Dude, you think I'm an idiot?

Yes, that's not how it's used to refer to displays, but the real meaning of resolution has nothing to do with how marketing jackasses have shaped the word to fool dumbasses into thinking they're getting something they're not.

My point is that as it's used when referring to displays is wrong. More pixels at the same resolution is not high resolution... it's a larger viewing area.
 
Dude, you think I'm an idiot?
I don't see how you concluded this from my post, I wasn't being disparaging.

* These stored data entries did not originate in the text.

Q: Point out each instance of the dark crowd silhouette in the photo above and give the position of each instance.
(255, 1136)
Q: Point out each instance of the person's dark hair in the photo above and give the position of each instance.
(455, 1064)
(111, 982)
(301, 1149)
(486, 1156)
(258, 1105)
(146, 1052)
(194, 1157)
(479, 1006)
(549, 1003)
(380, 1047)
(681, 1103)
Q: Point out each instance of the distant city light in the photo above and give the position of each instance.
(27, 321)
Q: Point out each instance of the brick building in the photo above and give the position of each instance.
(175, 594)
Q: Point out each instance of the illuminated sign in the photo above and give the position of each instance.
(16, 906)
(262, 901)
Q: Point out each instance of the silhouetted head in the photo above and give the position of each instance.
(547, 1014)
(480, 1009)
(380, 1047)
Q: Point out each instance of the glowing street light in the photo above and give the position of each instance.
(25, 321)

No, this is not a gimmick from marketing jackasses, nor is it wrong to refer to 27" 2560x1440 display as high resolution. It is standard technical terminology, and it's wrong to redefine it because you feel it's not an appropriate term and unilaterally declaring your definition as the "real meaning". There's a separate term for what you want: pixel density.

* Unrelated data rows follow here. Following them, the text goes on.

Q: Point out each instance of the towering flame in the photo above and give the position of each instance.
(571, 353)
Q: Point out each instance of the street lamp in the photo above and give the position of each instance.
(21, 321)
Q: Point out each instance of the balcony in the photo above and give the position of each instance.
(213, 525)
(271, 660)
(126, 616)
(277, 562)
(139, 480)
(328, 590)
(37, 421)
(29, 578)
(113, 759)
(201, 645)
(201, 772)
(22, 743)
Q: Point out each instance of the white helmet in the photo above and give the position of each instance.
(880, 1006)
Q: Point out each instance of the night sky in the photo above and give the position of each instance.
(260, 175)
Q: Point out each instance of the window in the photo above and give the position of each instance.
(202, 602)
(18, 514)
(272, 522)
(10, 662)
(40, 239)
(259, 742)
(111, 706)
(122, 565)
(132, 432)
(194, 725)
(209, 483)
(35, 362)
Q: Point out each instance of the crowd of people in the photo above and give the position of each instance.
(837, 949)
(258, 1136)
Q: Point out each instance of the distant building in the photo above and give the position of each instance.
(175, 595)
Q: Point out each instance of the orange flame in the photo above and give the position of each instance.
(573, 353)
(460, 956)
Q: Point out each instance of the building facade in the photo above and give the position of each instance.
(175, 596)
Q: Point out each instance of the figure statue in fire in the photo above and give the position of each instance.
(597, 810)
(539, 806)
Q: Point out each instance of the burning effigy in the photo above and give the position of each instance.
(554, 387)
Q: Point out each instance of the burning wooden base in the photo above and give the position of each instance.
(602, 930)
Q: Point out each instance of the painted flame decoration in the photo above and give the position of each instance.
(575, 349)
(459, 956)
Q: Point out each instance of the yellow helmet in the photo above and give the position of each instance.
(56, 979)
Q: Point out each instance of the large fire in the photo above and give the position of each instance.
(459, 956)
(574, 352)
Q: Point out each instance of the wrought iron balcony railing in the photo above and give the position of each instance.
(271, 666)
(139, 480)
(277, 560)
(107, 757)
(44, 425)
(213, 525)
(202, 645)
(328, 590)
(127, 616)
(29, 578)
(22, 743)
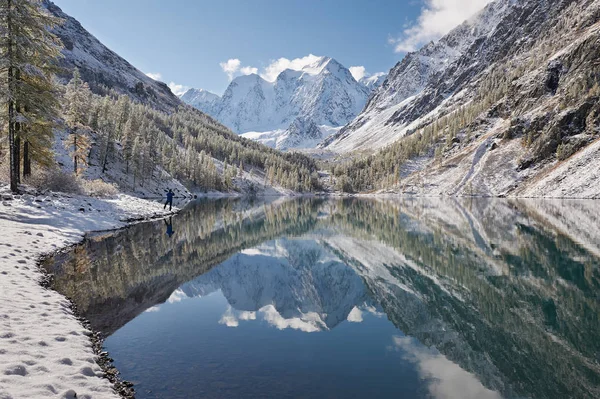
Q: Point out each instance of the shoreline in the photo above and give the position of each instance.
(54, 237)
(46, 349)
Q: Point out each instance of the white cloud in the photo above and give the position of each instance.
(155, 76)
(437, 18)
(248, 70)
(355, 315)
(358, 72)
(178, 89)
(273, 70)
(231, 66)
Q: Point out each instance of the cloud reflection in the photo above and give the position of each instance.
(447, 380)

There are many examples of such misnomers. E.g. all non-parametric models have parameters, and typically many more than parametric. Correcting someone who says that "neural networks are non-parametric models" because they have parameters is either showing misunderstanding of what the term means in statistics or attempting to quibble over definitions.
 
This is a silly reasoning. You don't even need crossfire/sli nor the latest and greatest to get 95% IQ without absolutely murdering your frame rates, just disable the single effect that's only there to sell GPU's. Why would you use MSAA instead of FXAA in BF3 when it doesn't even work on most of the geometry? Is DOF in Metro really worth halving your fps for? Do you enjoy invisible sub-pixel tessellation in Crysis 2 (to be fair, I don't think you can limit tessellation on Nvidia's drivers)? I know I'd rather skip AA and go for a higher resolution.



Also, this.

These settings do make a noticeable difference, and when you're dealing with incredibly expensive high resolution monitors you should be striving to get the best looking visuals you can. My high resolution is pointless if I have everything set on super low settings. 4K monitors as they stand now will MURDER frame rates even on crappy settings with current games.
 
Am I the only one who wants to see more (cheaper) high quality IPS/IPS like displays first before high res? Not to mention OS support. Not sure on the OS X front, but Win7 isn't exactly grand at scaling.

I totally agree. Last thing I want is trying to push games at a crazy resolution. I'd rather see high quality 120hz IPS panels at standard resolutions. "Retina" is good for something that you hold right up to your face for the high DPI, but I sit 2+ ft from my screen so it is much less needed.
 
Dude, you think I'm an idiot?

Yes, that's not how it's used to refer to displays, but the real meaning of resolution has nothing to do with how marketing jackasses have shaped the word to fool dumbasses into thinking they're getting something they're not.

My point is that as it's used when referring to displays is wrong. More pixels at the same resolution is not high resolution... it's a larger viewing area.


You're just making up what you *think* it should mean, but it never has. It just isn't the case.